Senior Democratic House members have asked the Office of Management and Budget to stop any further advancement of pay-for-performance systems across the federal government. OMB should also evaluate how to proceed to improve performance management while at the same time maintaining merit principles, the committee chairmen said in an April 3 letter to OMB Director Peter Orszag.
In March, the Defense Department stopped further conversions of employees to its National Security Personnel System while it reviewed its effectiveness and also that of the Defense Civilian Intelligence Personnel System. The combined review will take several months, DOD has said. In October, the Homeland Security Department dropped efforts to implement its pay-for-performance system, MaxHR.
A Government Accountability Office report in September 2008 found that many employees do not trust these systems to compensate them fairly, according to the House committee and subcommittee chairman who signed the letter.
The House members who signed included Reps.

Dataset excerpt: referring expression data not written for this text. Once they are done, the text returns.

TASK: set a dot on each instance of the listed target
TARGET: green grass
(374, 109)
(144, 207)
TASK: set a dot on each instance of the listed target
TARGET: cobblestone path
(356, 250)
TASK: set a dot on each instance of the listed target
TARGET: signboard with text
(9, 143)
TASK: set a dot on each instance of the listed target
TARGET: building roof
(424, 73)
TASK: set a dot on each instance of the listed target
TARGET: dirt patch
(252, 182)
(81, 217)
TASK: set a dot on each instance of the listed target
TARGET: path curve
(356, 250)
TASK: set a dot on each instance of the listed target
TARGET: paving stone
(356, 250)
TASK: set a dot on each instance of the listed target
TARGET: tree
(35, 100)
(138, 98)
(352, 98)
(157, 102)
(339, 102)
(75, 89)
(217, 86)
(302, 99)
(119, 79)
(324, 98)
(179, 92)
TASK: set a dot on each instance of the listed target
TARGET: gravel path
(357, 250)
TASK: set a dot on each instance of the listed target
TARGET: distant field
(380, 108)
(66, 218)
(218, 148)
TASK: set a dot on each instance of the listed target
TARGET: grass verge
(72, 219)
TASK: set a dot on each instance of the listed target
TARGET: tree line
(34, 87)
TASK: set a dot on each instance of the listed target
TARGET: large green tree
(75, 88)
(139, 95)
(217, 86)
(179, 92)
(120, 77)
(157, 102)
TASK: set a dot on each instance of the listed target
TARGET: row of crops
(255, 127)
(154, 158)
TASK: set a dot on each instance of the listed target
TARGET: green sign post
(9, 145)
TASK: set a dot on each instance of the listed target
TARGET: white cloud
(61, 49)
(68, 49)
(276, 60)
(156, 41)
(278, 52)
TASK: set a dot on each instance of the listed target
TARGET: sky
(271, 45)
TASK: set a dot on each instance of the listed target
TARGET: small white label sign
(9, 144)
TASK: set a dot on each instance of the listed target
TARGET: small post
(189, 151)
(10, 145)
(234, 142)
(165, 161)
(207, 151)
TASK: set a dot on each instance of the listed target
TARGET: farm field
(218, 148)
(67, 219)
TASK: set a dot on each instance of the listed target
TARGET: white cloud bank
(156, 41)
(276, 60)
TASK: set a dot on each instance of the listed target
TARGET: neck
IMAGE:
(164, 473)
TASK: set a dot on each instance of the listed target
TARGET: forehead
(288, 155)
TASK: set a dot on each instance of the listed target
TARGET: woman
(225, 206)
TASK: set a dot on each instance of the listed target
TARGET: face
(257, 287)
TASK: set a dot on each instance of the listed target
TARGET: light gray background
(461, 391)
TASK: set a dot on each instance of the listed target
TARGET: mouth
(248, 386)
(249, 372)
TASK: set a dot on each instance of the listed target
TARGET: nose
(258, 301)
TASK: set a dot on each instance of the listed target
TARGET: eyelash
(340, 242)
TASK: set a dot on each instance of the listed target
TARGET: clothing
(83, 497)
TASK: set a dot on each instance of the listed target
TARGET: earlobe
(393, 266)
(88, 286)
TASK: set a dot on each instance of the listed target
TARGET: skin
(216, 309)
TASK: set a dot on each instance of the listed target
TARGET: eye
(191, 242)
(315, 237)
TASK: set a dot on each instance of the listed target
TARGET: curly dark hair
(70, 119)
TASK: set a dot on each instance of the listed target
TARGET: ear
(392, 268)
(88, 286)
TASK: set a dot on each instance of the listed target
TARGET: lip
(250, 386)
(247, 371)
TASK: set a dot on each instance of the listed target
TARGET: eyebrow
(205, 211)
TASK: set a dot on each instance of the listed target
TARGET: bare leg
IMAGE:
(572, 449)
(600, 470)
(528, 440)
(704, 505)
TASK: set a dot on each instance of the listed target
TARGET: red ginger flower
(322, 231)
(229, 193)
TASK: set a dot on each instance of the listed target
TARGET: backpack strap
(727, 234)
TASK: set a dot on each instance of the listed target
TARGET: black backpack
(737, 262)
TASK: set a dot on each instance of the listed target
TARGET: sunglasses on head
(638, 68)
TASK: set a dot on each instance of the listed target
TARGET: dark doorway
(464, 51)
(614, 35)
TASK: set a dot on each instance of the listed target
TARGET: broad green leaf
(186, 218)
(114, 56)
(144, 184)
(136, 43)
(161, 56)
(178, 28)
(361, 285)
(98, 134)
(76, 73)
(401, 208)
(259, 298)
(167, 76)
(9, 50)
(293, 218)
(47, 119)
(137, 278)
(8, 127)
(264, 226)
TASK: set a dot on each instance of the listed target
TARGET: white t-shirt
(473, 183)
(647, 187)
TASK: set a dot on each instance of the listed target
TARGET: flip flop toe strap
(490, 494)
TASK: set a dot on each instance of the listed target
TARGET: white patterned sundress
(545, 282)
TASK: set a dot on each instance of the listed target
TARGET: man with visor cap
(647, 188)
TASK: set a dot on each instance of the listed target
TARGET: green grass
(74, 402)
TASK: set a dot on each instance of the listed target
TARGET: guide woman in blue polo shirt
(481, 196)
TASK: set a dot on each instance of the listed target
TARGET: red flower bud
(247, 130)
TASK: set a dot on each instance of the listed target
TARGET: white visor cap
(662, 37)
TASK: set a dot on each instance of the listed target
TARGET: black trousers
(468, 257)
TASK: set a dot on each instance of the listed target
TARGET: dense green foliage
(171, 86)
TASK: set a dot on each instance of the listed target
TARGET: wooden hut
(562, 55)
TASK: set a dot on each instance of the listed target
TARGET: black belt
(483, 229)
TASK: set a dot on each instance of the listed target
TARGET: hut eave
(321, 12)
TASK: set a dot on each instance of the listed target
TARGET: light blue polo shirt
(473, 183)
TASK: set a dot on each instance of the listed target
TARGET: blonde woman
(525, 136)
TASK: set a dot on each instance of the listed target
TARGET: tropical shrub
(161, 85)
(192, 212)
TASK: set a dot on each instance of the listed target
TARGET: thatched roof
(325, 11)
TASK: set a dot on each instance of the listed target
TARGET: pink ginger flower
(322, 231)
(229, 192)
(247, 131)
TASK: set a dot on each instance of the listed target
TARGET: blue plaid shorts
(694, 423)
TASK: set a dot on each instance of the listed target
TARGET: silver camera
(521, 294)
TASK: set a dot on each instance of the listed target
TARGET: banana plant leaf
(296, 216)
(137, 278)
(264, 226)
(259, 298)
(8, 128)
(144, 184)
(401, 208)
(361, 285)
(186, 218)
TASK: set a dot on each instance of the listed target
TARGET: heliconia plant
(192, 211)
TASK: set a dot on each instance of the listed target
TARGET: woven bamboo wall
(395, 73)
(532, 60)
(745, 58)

Edolphus Towns (D-N.Y.), chairman of the Oversight and Government Reform Committee; Ike Skelton (D-Mo.), chairman of the House Armed Services Committee; Bennie Thompson (D-Miss.), chairman of the Homeland Security Committee; and Silvestre Reyes (D-Texas), chairman of the Permanent Select Committee on Intelligence.
“The discretion given to managers to set performance metrics and to pay employees accordingly means these systems lack transparency and accountability,” the letter said.
The traditional General Schedule pay system has added personnel flexibilities over the years to compete with the market yet retain the fairness and transparency of the merit-based civil service system, the chairmen said.
“A well-designed performance management system can recognize and reward high performance without a linkage to compensation,” the letter said.
The number of pay-for-performance systems has increased as agencies develop their own unique versions, including multiple systems in a single agency, the chairmen said. This hinders reciprocity and establishes competing cultures, “both of which undermine federal government performance,” they said.